# Merging Data

This tutorial explains how to combine different datasets through merging. Merging is basically a way of combining the *columns* from one dataset with those of another. 

To illustrate the kind of situation where you may end up wanting to merge data, suppose that you are interested in how economic development affects democracy across countries, but all you have are two separate datasets, each with data on one of these two outcomes -- say, economic data from the World Bank and political data from the Polity Project. In order to study how these things relate to one another, we need to combine these two data sets.

(If you don't care about democracy, just imagine we're talking about something you care about, like urban pollution levels instead of democracy scores! The logic is the same.)

In a previous reading, I argued that subsiding data is probably the most important skill you will learn as a data scientist. Being able to subset data carefully makes it possible to study how all sorts of outcomes vary across different groups.

Merging, I would argue, is the second most important skill for generating insights in data science. It is hard to overstate the value that comes from bringing together two disparate sources of information and studying how they relate to one another. This may surprise you coming from someone who teaches data science -- most people would assume a data scientist believes value comes from fancy models -- but in my experience, most insights come from documenting simple empirical regularities about the world that nobody has noticed before. We often use more sophisticated statistical modeling in order to evaluate the strength of relationships, and to help us understand what is driving those empirical regularities, but all of that work is secondary to just being able to measure basic features of the world. And merging is key to that process.

## A Merging Example


To illustrate merging, let's suppose that we want to do the analysis of the relationship between political outcomes and economic development we described above. Below we create to toy data sets, one with democracy scores (analogous to those you might get from a group like the [Polity Project](http://www.systemicpeace.org/polityproject.html)), and one with economic information (like the type of information you might get from the [World Developing Indicators](https://datatopics.worldbank.org/world-development-indicators/)):

In [12]:
# Generate toy dataset 1:
demo <- data.frame(
    country = c("USA", "Albania", "Turkey", "China", "Sudan"),
    democracy_score = c(19, 16, 16, 5, 10)
    )
demo

country,democracy_score
<chr>,<dbl>
USA,19
Albania,16
Turkey,16
China,5
Sudan,10


In [13]:
# Generate toy dataset 2:
econ <- data.frame(
    country = c("China", "Albania", "Turkey", "USA", "Sudan"),
    gdp_pc = c(12000, 10000, 9000, 20000, 500)
    )
econ

country,gdp_pc
<chr>,<dbl>
China,12000
Albania,10000
Turkey,9000
USA,20000
Sudan,500


To merge two data sets, they must have an identifier in common -- one or more columns whose values allow us to understand which rows are identifying the same entities in the two datasets. In the case of these two datasets, the common identifier is country name, stored in the column `"country"` in both datasets. 
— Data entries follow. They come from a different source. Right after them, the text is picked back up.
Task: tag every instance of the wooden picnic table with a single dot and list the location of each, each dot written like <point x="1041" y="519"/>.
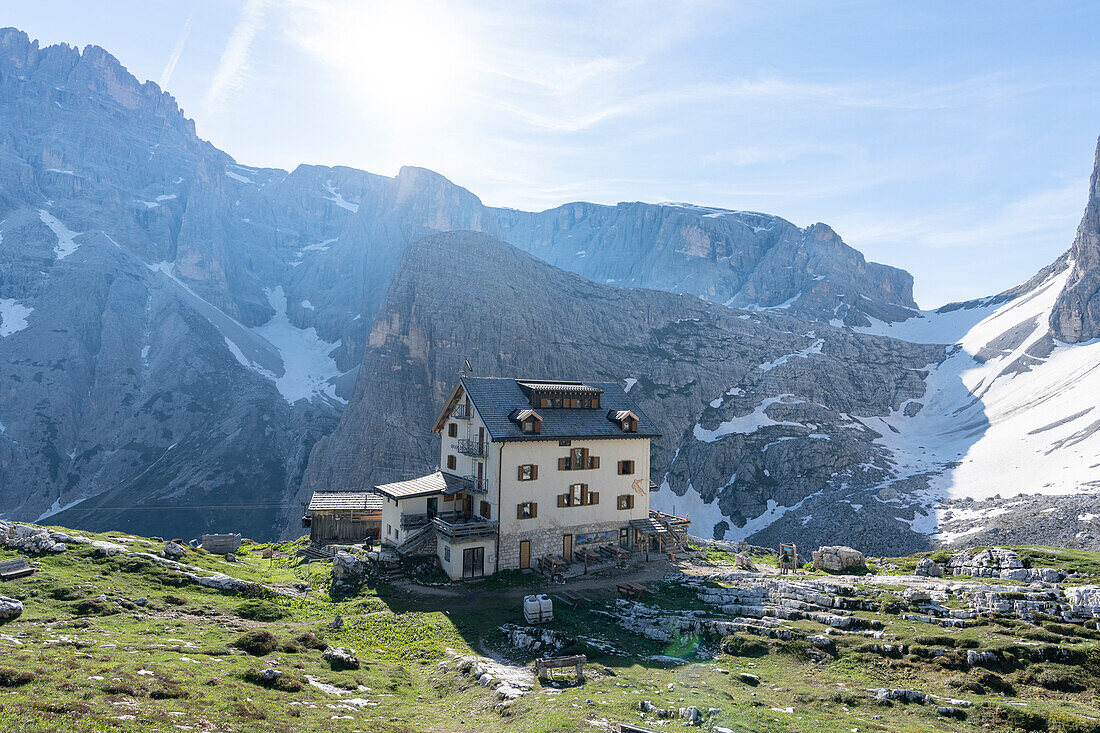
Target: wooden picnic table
<point x="630" y="589"/>
<point x="15" y="568"/>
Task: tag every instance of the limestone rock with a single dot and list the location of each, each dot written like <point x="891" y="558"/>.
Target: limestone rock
<point x="838" y="558"/>
<point x="928" y="568"/>
<point x="10" y="609"/>
<point x="174" y="550"/>
<point x="340" y="658"/>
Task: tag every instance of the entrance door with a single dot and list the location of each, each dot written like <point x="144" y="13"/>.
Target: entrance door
<point x="473" y="562"/>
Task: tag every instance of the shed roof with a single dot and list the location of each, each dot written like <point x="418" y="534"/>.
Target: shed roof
<point x="344" y="500"/>
<point x="497" y="398"/>
<point x="425" y="485"/>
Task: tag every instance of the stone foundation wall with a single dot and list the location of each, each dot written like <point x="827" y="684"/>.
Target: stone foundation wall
<point x="548" y="540"/>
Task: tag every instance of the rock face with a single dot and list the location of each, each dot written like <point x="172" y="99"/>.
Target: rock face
<point x="1076" y="315"/>
<point x="177" y="329"/>
<point x="703" y="371"/>
<point x="838" y="559"/>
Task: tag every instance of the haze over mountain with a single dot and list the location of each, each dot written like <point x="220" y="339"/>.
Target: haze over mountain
<point x="178" y="331"/>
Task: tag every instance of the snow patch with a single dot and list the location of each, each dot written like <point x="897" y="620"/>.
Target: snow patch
<point x="308" y="369"/>
<point x="66" y="243"/>
<point x="748" y="424"/>
<point x="338" y="199"/>
<point x="804" y="353"/>
<point x="12" y="316"/>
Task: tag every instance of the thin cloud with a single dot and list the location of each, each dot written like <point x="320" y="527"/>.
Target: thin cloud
<point x="177" y="50"/>
<point x="233" y="66"/>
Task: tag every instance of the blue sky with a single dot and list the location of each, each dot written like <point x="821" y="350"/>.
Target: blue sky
<point x="954" y="140"/>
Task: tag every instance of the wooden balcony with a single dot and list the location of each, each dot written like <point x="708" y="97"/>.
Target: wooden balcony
<point x="473" y="448"/>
To do the actual merge, we will use R's `merge()` command. `merge()` requires at least three arguments: the two datasets you want to merge, and the name of the column(s) containing the common identifier. In this case, our call to `merge` would look like this:

In [4]:
df <- merge(demo, econ, by = "country")
df

country,democracy_score,gdp_pc
<chr>,<dbl>,<dbl>
Albania,16,10000
China,5,12000
Sudan,10,500
Turkey,16,9000
USA,19,20000


This is called a 1-to-1 merge because each row in the first dataset matches up to exactly one row in the second dataset -- i.e. each country appears only once in the first dataset, and matches up to a single row in the second dataset (the row with the same country identifier). 

Your common identifier may be spread across multiple columns. Consider the following example:

In [22]:
# Generate toy dataset 1:
country <- rep(c("USA", "China", "Sudan", "India"), 2)
year <- c(1994, 1994, 1994, 1994, 1995, 1995, 1995, 1995)
democracy <- round(runif(8, 0, 20), 0)

demo <- data.frame(country, year, democracy)
demo

country,year,democracy
<chr>,<dbl>,<dbl>
USA,1994,9
China,1994,14
Sudan,1994,7
India,1994,8
USA,1995,4
China,1995,5
Sudan,1995,7
India,1995,0


In [23]:
# Generate toy dataset 2:
econ <- data.frame(
    expand.grid(year = 1994:1996, country = c("USA", "China", "Sudan")),
    gdp_pc = round(runif(9, 1000, 20000), 0)
    )
econ

year,country,gdp_pc
<int>,<fct>,<dbl>
1994,USA,10164
1995,USA,16980
1996,USA,19816
1994,China,4735
1995,China,13556
1996,China,18126
1994,Sudan,11141
1995,Sudan,18365
1996,Sudan,15422


In this situation, `"country"` does not fully identify which row is supposed to match up with which row across the two datasets, since we clearly want to match up the row for `USA` in `1994` in `demo` with the same row in `econ`. 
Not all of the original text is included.